HPC

Cromwell provides a generic way to configure a backend relying on most High Performance Computing (HPC) frameworks, and with access to a shared filesystem.

The two main features that are needed for this backend to be used are a way to submit a job to the compute cluster and to get its status through the command line. You can find example configurations for a variety of those backends here:

FileSystems

Shared FileSystem

HPC backends rely on being able to access and use a shared filesystem to store workflow results.

Cromwell is configured with a root execution directory which is set in the configuration file under backend.providers.<backend_name>.config.root.
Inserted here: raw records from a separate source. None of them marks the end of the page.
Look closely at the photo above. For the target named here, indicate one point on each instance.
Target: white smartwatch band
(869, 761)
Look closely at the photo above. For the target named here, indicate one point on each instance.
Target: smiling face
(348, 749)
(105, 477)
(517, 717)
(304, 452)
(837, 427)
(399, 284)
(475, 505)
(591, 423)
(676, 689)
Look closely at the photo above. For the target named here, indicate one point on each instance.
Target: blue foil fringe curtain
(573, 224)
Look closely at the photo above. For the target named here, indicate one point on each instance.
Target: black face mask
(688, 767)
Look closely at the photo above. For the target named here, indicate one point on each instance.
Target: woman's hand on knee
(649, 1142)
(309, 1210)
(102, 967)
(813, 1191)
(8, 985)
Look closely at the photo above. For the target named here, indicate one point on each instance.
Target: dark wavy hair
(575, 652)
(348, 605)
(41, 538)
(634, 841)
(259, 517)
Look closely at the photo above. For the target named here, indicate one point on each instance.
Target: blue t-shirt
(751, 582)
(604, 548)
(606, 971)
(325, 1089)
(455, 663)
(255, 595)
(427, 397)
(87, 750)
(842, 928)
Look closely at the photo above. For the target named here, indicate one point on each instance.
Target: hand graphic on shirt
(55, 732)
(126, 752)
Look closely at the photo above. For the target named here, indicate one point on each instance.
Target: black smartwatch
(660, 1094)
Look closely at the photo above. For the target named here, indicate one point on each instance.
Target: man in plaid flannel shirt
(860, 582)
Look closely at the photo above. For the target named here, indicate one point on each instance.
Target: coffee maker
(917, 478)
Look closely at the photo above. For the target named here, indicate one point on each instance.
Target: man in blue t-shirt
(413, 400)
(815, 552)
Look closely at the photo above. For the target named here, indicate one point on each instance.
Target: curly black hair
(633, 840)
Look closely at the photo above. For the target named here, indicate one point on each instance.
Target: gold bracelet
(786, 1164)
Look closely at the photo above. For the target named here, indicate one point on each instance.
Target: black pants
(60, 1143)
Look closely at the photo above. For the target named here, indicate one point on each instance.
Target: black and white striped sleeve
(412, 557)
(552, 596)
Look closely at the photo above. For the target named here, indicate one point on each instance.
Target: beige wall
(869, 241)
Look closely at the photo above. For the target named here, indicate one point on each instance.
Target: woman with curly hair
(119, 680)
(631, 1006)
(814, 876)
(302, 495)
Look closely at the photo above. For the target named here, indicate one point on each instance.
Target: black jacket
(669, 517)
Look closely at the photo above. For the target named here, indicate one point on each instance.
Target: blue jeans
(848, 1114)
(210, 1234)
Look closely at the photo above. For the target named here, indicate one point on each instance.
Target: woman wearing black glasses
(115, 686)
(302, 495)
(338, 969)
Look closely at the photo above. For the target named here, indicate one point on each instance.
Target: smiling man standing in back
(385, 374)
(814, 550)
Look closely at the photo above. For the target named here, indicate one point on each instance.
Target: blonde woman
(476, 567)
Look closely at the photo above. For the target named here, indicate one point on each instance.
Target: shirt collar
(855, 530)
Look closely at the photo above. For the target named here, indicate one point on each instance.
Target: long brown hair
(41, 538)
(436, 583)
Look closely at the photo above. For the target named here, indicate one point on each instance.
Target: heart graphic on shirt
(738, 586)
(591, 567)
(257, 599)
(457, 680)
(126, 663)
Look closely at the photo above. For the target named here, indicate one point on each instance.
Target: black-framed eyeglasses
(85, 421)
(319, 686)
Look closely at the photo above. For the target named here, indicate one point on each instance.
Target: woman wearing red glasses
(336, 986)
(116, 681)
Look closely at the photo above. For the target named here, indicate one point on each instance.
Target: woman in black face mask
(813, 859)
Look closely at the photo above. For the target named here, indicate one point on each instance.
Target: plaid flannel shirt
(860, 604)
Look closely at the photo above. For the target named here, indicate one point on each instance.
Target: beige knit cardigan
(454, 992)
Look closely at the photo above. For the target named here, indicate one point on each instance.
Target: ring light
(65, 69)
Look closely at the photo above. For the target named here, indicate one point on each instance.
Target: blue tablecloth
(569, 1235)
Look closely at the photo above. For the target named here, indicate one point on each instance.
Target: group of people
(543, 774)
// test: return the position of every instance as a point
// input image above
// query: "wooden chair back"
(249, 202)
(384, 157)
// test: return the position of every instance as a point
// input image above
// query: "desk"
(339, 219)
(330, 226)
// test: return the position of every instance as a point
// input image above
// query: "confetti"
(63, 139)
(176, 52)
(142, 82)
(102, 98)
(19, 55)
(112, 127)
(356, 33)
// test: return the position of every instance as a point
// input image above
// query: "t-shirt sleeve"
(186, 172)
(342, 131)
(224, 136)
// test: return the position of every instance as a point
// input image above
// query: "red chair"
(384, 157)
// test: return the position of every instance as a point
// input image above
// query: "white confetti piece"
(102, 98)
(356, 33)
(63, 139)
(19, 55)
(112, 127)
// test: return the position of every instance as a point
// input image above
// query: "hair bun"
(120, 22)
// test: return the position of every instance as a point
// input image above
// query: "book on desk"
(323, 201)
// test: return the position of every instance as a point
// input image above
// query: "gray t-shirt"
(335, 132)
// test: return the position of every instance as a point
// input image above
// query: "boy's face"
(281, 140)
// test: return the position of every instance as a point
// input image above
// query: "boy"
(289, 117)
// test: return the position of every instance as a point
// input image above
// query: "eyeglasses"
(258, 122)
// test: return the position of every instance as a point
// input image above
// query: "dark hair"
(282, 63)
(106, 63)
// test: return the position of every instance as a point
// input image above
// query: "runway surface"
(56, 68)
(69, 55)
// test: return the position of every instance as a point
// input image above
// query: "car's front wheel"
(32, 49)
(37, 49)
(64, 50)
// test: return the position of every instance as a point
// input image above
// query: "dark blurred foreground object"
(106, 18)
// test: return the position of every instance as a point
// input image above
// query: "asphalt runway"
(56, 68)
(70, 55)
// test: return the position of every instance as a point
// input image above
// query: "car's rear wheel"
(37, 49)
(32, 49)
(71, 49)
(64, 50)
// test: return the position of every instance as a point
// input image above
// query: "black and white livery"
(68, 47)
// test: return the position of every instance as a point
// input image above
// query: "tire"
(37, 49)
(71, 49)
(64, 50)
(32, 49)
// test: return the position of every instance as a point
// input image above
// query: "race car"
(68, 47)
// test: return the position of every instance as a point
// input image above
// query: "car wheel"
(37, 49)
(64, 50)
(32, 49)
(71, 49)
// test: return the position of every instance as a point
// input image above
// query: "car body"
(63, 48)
This is called the cromwell_root and it is set to ./cromwell-executions by default. Relative paths are interpreted as relative to the current working directory of the Cromwell process.

When Cromwell runs a workflow, it first creates a directory <cromwell_root>/<workflow_uuid>. This is called the workflow_root and it is the root directory for all activity in this workflow.

Each call has its own subdirectory located at <workflow_root>/call-<call_name>. This is the <call_dir>. Any input files to a call need to be localized into the <call_dir>/inputs directory. There are different localization strategies that Cromwell will try until one works:

hard-link - This will create a hard link to the file
soft-link - Create a symbolic link to the file. This strategy is not enabled by default for tasks which specify a Docker image and will be ignored.
copy - Make a copy the file
cached-copy An experimental feature. This copies files to a file cache in <workflow_root>/cached-inputs and then hard links them in the <call_dir>/inputs directory.

cached-copy is intended for a shared filesystem that runs on multiple physical disks, where docker containers are used. Hard-links don't work between different physical disks and soft-links don't work with docker by default. Copying uses a lot of space if a multitude of tasks use the same input. cached-copy copies the file only once to the physical disk containing the <workflow_root> and then uses hard links for every task that needs the input file. This can save a lot of space.

The default order in reference.conf is hard-link, soft-link, copy

Shared filesystem localization is defined in the config section of each backend. The default stanza for the Local and HPC backends looks like this:

filesystems {
 local {
   localization: [
     "hard-link", "soft-link", "copy"
   ]
 }
}

Optional docker soft links

By default when Cromwell runs a local container it only mounts the workflow's execution directory. Thus any symbolic or soft links pointing to files outside of the execution directory will resolve to paths that are not accessible within the container.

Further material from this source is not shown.